A third alternative would be to just parse the URI looking for image file extensions then log the full URL.

if { [string tolower [HTTP::uri]] contains ".png" } {

log local0. "[HTTP::url]"

}

 

== References ==

K99872325: Modifying HTML tag attributes using an HTML profile

∟ Match Tag Name = img

Match Attribute Name = (empty)

∟ Match Attribute Value = (empty)

 

HTML::tag attribute (iRules CloudDocs)

table (iRules CloudDocs)

when HTML_TAG_MATCHED { log local0. "[HTML::tag attribute value "src"]" }   http://mywebsite.com/test/ Oct 19 08:40:33 bigip1 info tmm[18126]: Rule /Common/matchImgTagiRule <HTML_TAG_MATCHED>: image/blacklogo.png Oct 19 08:40:33 bigip1 info tmm[18126]: Rule /Common/matchImgTagiRule <HTML_TAG_MATCHED>: image/22.png Oct 19 08:40:33 bigip1 info tmm[18126]: Rule /Common/matchImgTagiRule <HTML_TAG_MATCHED>: image/iislogo.png

 

gerhackett
Nimbostratus
Nimbostratus

Thanks very much Dario and Andrew for your responses.
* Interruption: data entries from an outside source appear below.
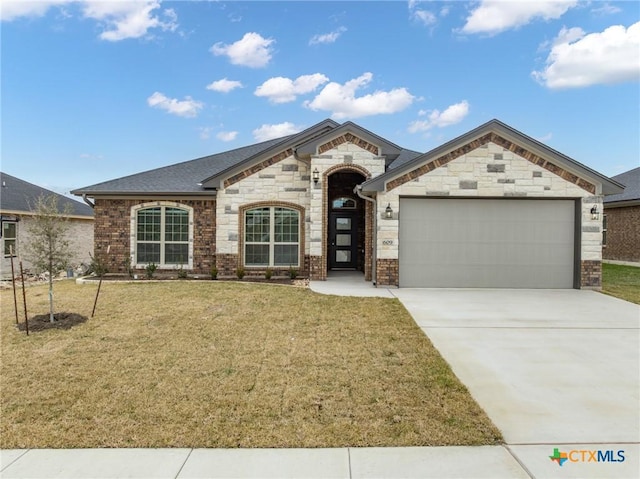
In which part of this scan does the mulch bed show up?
[18,313,88,333]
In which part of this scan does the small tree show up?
[26,195,72,322]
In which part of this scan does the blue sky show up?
[0,0,640,198]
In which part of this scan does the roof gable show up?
[604,166,640,204]
[296,121,402,163]
[71,136,290,196]
[202,120,339,188]
[0,172,93,218]
[362,120,622,194]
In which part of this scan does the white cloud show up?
[147,92,203,118]
[254,73,329,103]
[532,22,640,88]
[83,0,178,42]
[304,72,415,119]
[412,10,438,26]
[409,100,469,133]
[210,32,275,68]
[207,78,242,93]
[0,0,178,41]
[591,3,622,15]
[309,27,347,45]
[216,131,238,141]
[462,0,578,35]
[253,121,304,141]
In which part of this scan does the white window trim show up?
[2,220,18,258]
[242,205,302,268]
[129,201,194,269]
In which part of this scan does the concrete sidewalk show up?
[0,444,640,479]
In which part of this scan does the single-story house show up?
[0,172,93,279]
[72,120,623,288]
[602,167,640,263]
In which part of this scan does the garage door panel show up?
[400,198,575,288]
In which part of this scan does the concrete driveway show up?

I think I'll go with the collect/regex approach. I only want to examine a very small percentage of the responses, less than 1 in a 1000. On that basis I think using HTML_TAG_MATCHED would be less efficient.

 

Thanks again,

 

Ger.

Andrew-F5
F5 Employee
F5 Employee

Just an FYI the tag is found via the HTML profile, built-in profiles generally are faster than iRules for many situations. The iRule is parsing the tag(s) that were already found via the HTML profile. I do agree with your assessment that you're only trying to review a small sample.